The First Tier Tribunal has discretion to dispense with the mandatory service charge consultation procedure for residential service charges in respect of major works under Section 20A of the Landlord and Tenant Act 1985.

This case concerns the exercise of that discretion.  It was an appeal to the Upper Tribunal (Lands Chamber) from the FTT against a refusal of consent.  The case also dealt with what is known as the registration gap – ie. the period of time after a land transaction has taken place but before it is registered at HM Land Registry.  Under the Land Registration Act 2002, ownership does not pass in law until registration, so what rights does a buyer have before registration and does this include carrying out major works, and applying for dispensation under s 20ZA?

The freehold of a mixed leasehold residential/commercial block was bought in December 2020. The sale was not registered at HM Land Registry until January 2022.  In April 2021, before the sale had been registered, a structural report concluded that asbestos was present, that the building was in a dangerously poor state of repair and several issues needed to be rectified immediately.
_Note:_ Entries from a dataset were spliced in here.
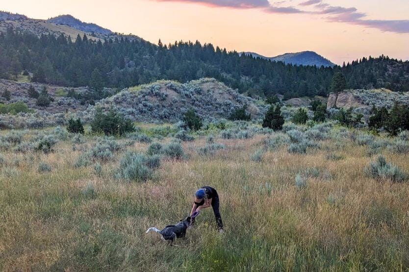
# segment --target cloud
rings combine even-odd
[[[212,7],[232,8],[259,8],[268,13],[284,14],[307,14],[312,15],[327,15],[322,19],[330,22],[340,22],[378,29],[383,31],[398,33],[409,33],[409,20],[366,20],[366,14],[358,12],[356,8],[332,6],[323,0],[307,0],[299,4],[300,7],[310,7],[308,10],[293,6],[281,6],[288,4],[292,0],[276,1],[271,3],[268,0],[153,0],[162,2],[196,3]]]
[[[267,7],[270,5],[268,0],[156,0],[159,2],[186,2],[197,3],[213,7],[234,8],[255,8]]]
[[[276,7],[270,6],[269,7],[266,8],[264,10],[270,13],[284,13],[286,14],[305,13],[307,12],[291,6]]]
[[[322,0],[309,0],[300,3],[300,6],[310,6],[315,4],[318,4],[322,2]]]

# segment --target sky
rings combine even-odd
[[[2,0],[0,10],[71,14],[154,43],[198,40],[266,56],[308,50],[338,64],[409,59],[409,0]]]

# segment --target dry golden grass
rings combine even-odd
[[[10,270],[402,271],[409,267],[409,184],[380,182],[364,172],[372,158],[349,140],[322,141],[305,155],[283,146],[250,157],[266,136],[216,139],[226,148],[209,156],[200,138],[183,143],[189,158],[164,159],[145,183],[113,177],[124,151],[76,169],[81,151],[58,144],[53,152],[3,152],[0,166],[0,269]],[[163,141],[167,142],[169,139]],[[83,145],[94,143],[90,137]],[[121,140],[120,141],[124,141]],[[128,148],[144,152],[148,145]],[[343,159],[327,155],[335,152]],[[408,155],[384,150],[409,173]],[[38,164],[51,166],[39,173]],[[315,168],[307,187],[297,173]],[[225,233],[203,211],[179,247],[145,234],[186,216],[199,187],[214,187]],[[86,193],[93,188],[95,194]]]

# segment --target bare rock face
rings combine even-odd
[[[331,94],[327,102],[327,109],[334,107],[349,109],[363,106],[364,105],[360,103],[352,93],[348,92],[338,94]]]
[[[336,94],[331,94],[327,100],[327,109],[334,108],[336,106],[336,99],[338,95]]]

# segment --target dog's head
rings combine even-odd
[[[180,222],[182,222],[186,227],[188,227],[192,223],[192,219],[190,216],[188,216],[184,219],[180,220]]]

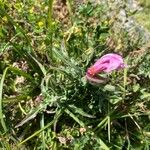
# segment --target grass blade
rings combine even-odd
[[[4,85],[4,80],[5,80],[7,70],[8,70],[8,67],[4,70],[1,81],[0,81],[0,121],[5,132],[7,131],[7,128],[6,128],[4,118],[3,118],[2,97],[3,97],[3,85]]]

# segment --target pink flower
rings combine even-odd
[[[98,78],[98,74],[101,72],[109,73],[113,70],[118,70],[124,68],[126,65],[123,62],[123,59],[118,54],[106,54],[96,61],[94,65],[88,68],[86,73],[86,78],[89,81],[102,83],[103,78]]]

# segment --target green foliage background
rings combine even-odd
[[[133,6],[0,1],[0,148],[149,149],[149,2]],[[89,84],[110,52],[128,67]]]

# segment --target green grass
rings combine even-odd
[[[55,2],[0,1],[0,149],[148,150],[148,31],[126,30],[113,3],[68,0],[65,24]],[[87,68],[110,52],[128,67],[91,85]]]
The new landlord immediately set about stabilising the structure of the property and carried out the works identified by the consultants as necessary.  They did not consult with the leaseholders before doing so.
In January 2023 they applied to the FTT for dispensation from the consultation requirements. The FTT refused dispensation on the grounds that (i) they had no standing to apply for dispensation as they did not own the property when the works were carried out and (ii) and they had not satisfied the FTT that the works were so urgent that they could not wait two or three months before starting such that they could have gone through a consultation process.  This decision was appealed and we now have the Upper Tribunal's ruling.   

Although legal title to the land does not pass until the new owner is registered, the new owner owns the property in equity and is still entitled to exercise the powers of the owner's estate because they are a person entitled to be registered as the proprietor, which is all that is needed under s24 of the Land Registration Act 2002.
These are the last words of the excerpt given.